Physicians envision a future in which genomic data from patients is heavily used to manage care, but experts have questioned the accuracy and reliability of these analyses. Now, a study by 150 researchers in 12 countries finds real strength and agreement across RNA genomic sequencing techniques and laboratories — as well as ways to improve what little variability exists to set a new high standard.
The results of the study were published in Nature Biotechnology in three separate research articles.
These results should provide assurance to patients, clinicians and the research community that genomic sequencing is accurate, says E. Aubrey Thompson, Ph.D., a professor of cancer biology at Mayo Clinic in Florida, one of three institutions that led the study. Dr. Thompson is a study co-author and member of the project leadership.
“It seems very likely that decisions about patient care are going to be influenced by genomic data, derived from sequencing both RNA and DNA from patient samples, and we now know the extent to which these sequence-based analyses can be relied upon within a given laboratory or from laboratory to laboratory,” he says.
“That means that results of a patient’s sample, from which clinical management decisions will likely be made, will be accurate worldwide,” says Dr. Thompson.
RNA sequencing is being used with increasing frequency to characterize a growing array of conditions — everything from prenatal birth defects to disorders of the elderly.
The other institutions involved in the study are the Beijing Genomic Institute and Weill Cornell Medical School.
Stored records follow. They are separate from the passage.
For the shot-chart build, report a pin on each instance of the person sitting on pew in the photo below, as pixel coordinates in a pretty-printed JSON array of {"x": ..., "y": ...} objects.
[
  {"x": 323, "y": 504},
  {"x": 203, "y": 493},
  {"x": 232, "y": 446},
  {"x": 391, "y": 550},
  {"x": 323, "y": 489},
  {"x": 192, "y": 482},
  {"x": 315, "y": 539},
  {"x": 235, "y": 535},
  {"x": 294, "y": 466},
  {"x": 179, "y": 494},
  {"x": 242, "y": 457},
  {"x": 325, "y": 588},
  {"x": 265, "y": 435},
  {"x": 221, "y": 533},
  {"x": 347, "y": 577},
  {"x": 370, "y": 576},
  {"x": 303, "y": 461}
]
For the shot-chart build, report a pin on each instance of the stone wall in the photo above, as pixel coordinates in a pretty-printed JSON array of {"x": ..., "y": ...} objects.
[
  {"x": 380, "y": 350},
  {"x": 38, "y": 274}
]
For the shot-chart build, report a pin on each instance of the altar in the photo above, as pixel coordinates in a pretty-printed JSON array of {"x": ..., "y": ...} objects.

All three institutions have extensive experience in sequencing RNA and have helped develop novel analytical tools for interpreting the data.
The U.S. Food and Drug Administration (FDA) funded the research, given its need to understand the accuracy of such data submitted in applications for approval of new drugs, clinical applications and genomic diagnostic procedures, Dr. Thompson says.
The purpose of this project, known as Sequence Quality Control (SEQC), was to rigorously define both the scope and the sources of variation in RNA sequencing data.
Laboratory groups at the three leading institutions sequenced the same two RNA samples multiple times.
More than 1 billion nucleotides of sequencing data were generated by each site. The data were then analyzed under the direction of the FDA with the assistance of a large group of academic and industrial statisticians. The researchers also examined the current technologies and major biochemical methods of 30 RNA-sequencing labs and hundreds of researchers. The researchers also found that RNA can be accurately extracted and analyzed from severely degraded genetic samples, such as from tissue samples that have been stored for many years.
“It was determined that there is very strong agreement between the sequence data generated by experienced sequencing laboratories,” Dr. Thompson says. “The studies now establish the best practice for all laboratories to use, so that results are reliable and reproducible across laboratories.”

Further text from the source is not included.